A blizzard kept much of Michigan immobilized yesterday, warm winds gusting to 140 mph damaged homes in Colorado and avalanches that may take days to clear closed interstate highways in the Pacific Northwest.
The Michigan blizzard, which set more records in the Snow Belt, spared Pontiac, where Super Bowl fans were oblivious to the storm.
Elsewhere, a surprise snowstorm that darted out of Canada at 60 mph quickly built drifts and closed off roads in central and western North Dakota, while temperatures dropped to 21 degrees in Minneapolis, which was digging out from under a record layer of 38.2 inches of snow.
Road crews and shovelers attempting to cut the snow down to size were hampered first by the wind and then by the cold.
National Guardsmen searched for farmhouses stranded in northwest Minnesota where five-foot drifts prevented ambulances from reaching a rural heart attack victim.
Guardsmen in heavy Army trucks looking for farmhouses cut off in the Polk County area said they found two families without electricity or telephone service.
Gov.

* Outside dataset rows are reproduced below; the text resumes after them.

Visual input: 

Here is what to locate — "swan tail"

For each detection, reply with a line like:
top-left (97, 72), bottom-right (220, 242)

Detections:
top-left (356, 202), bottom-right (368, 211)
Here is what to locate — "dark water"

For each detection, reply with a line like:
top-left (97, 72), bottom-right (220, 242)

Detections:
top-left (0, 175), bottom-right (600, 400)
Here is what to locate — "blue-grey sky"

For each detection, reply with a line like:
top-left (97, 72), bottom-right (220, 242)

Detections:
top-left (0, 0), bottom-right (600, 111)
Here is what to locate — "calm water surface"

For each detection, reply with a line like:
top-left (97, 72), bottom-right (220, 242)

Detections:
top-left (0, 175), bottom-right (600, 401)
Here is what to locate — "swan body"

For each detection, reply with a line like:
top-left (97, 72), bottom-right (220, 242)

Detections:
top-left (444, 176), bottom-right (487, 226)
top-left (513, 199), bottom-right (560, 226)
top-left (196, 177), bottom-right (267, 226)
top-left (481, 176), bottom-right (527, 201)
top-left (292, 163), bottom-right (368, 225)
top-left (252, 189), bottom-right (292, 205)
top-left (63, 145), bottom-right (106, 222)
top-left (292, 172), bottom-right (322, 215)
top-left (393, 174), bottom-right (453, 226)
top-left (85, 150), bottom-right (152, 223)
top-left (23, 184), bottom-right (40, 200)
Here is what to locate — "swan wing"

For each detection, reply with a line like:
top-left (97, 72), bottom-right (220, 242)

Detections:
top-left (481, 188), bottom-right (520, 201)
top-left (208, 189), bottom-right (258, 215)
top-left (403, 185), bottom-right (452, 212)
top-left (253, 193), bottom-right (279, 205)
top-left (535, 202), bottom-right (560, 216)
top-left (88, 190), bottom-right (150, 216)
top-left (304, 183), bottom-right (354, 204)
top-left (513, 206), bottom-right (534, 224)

Al Quie dispatched the Guard after Gerald Beiswenger, 41, died of an apparent heart attack Saturday. His wife called for help, but it reportedly took more than an hour for rescuers to reach the farmhouse--six miles west of Crookston. Three ambulances became stuck in snowdrifts on Route 2, the main highway in northwest Minnesota, trying to get to the house.

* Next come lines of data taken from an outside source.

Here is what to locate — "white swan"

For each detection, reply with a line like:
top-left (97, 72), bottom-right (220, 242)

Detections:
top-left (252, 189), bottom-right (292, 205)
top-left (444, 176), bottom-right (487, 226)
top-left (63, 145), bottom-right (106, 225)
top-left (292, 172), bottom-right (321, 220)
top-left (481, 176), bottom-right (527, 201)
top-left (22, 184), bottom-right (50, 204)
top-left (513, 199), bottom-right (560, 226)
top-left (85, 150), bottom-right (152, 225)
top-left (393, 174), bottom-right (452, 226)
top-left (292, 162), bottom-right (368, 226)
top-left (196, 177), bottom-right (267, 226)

The blizzard that had swept out of the Rockies last week and spread up to 40 inches of snow across the Midwest had moved into Canada but was still punishing the Great Lakes region and northern New England with wind-blown snow.
At least 14 people have been killed in the storm.

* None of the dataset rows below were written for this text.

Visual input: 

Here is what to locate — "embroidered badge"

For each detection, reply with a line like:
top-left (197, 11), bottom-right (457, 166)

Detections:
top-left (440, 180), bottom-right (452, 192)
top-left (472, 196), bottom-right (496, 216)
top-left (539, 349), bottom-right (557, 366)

With three-fourths of the United States covered with snow, subzero temperatures were posted across the upper Missouri River Valley to the upper Mississippi Valley and the western Great Lakes. Readings of 20 to 30 degrees below zero were seen across North Dakota and northern Minnesota.
Yesterday, warm "chinook" winds whipped through the foothills of northern Colorado, downing power lines, unroofing at least one house and damaging a mobile home north of Fort Collins.
More than four inches of rain in 24 hours melted the snowpack in parts of the Pacific Northwest, sending rivers over their banks.
In Washington state, travelers and truckers were stranded by an avalanche of mud, rocks and logs that blocked Interstate 90 at the Snoqualmie Pass about 50 miles east of Seattle. State police said the pass would be closed to normal traffic for four to five days.
The Stevens and White passes on other major east-west highways in Washington also were closed by avalanches over the weekend. Interstate 5, the main north-south highway in western Washington was closed in three places Saturday night by mudslides and water.
Officials in several Michigan counties declared states of emergency yesterday as the blizzard continued to pummel the Upper Peninsula and western parts of the Lower Peninsula.
By midnight Saturday, Muskegon, Mich., got 7.3 inches of new snow, bringing the total for the month to 89.3 inches, an all-time record for any one month. The previous record of 82.6 inches was set in 1963.